From ANIMAL PEOPLE,  October 2013: (Actually published on November 20,  2013.) 

NORWALK––Friends of Animals on October 16,  2013 sued the U.S. Fish & Wildlife Service and Interior Secretary Sally Jewell for continuing to issue permits that allow hunters to kill ranch-raised scimitar-horned oryx,  dama gazelle,  and addax. All three are endangered species,  but have been raised on hunting ranches in Texas and New Mexico for more than 50 years,  beginning decades before passage of the Endangered Species Act.   Extirpated from the wild by the mid-1970s,  scimitar-horned oryx have been reintroduced to several parts of their former range in the Middle East,  but the reintroductions have used zoo stock,  not oryx from the hunting ranches.  Some of the zoo oryx,  however,  may be descended from hunting ranch stock.  Ranchers and hunters claim that this demonstates that raising oryx to be shot has conservation value. Previous FoA litigation obliged the Fish & Wildlife Service to recognize the hunting ranch oryx,  gazelle,  and addax in 2005 as part of the endangered populations.  The Fish & Wildlife Service had recognized all three species as endangered in the wild for nearly 15 years,  while exempting the ranched populations from the listing.  When the Fish & Wildlife Service failed to prevent the ranched oryx from being hunted,  FoA sued again in 2006,  winning  a court order in 2009 that compelled the Fish & Wildlife Service to enforce the endangered species listing.

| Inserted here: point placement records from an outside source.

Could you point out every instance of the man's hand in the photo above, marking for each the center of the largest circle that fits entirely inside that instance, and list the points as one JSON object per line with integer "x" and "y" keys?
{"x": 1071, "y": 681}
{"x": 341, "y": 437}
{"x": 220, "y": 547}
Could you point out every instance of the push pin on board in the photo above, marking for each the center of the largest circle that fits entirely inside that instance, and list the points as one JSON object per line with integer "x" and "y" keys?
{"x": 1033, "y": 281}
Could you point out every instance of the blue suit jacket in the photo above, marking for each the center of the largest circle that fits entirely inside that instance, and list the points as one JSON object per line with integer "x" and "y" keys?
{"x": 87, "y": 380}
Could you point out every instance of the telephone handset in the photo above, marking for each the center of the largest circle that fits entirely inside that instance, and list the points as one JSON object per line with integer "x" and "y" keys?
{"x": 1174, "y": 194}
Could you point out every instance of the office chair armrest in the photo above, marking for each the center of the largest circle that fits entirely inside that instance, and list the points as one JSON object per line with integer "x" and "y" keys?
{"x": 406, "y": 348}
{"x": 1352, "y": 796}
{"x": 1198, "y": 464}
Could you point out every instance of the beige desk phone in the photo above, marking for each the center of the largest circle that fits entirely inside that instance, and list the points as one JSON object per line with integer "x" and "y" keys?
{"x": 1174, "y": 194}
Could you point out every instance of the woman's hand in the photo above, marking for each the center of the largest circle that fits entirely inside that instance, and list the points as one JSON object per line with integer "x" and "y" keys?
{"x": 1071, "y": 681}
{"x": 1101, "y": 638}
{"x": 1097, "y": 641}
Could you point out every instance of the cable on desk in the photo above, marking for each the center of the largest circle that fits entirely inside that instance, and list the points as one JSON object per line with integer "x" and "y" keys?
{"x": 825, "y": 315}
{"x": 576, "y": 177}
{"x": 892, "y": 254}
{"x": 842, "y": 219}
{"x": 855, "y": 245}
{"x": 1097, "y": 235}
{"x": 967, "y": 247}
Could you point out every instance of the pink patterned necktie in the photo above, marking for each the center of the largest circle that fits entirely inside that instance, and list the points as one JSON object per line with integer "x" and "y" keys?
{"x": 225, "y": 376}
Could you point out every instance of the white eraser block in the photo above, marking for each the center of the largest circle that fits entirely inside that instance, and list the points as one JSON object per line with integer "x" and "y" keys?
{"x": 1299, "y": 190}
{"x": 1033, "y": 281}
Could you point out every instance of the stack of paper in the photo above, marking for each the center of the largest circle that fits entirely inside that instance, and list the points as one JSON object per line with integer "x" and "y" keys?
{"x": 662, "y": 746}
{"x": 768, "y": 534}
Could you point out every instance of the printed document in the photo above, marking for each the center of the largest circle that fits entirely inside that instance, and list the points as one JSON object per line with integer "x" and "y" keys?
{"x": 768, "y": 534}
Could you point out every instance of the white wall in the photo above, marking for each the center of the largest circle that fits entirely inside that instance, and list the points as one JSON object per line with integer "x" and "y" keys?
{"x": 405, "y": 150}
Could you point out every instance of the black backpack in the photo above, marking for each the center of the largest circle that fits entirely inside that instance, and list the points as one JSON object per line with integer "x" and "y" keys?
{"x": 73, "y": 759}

A countersuit seeking to overturn the listing followed from Safari Club International,  representing trophy hunters,  and the Exotic Wildlife Association,  representing hunting ranch owners.  Denver U.S. District Court Judge Beryl A. Howell on August 9,  2013 rejected the countersuit in a 105-page ruling,  setting up the case filed by FoA in October. “The federal defendants have demonstrated a pattern and practice of non-compliance with the Endangered Species Act when it comes to processing permits for hunting ranches,”  FoA said in a prepared statement.  “Today,  addax and dama gazelles are nearly wiped out in Northern Africa due to hunting,  war,  desertification of habitat,  human settlement and agribusiness.  FoA has facilitated the reintroduction of these antelope within Ferlo National Park in northwest Senegal.  In fiscal year 2013,  $66,000 [from FoA] went toward expanding the Oryx Fence Project,”  which protects about 120 oryx and 20 dama gazelles.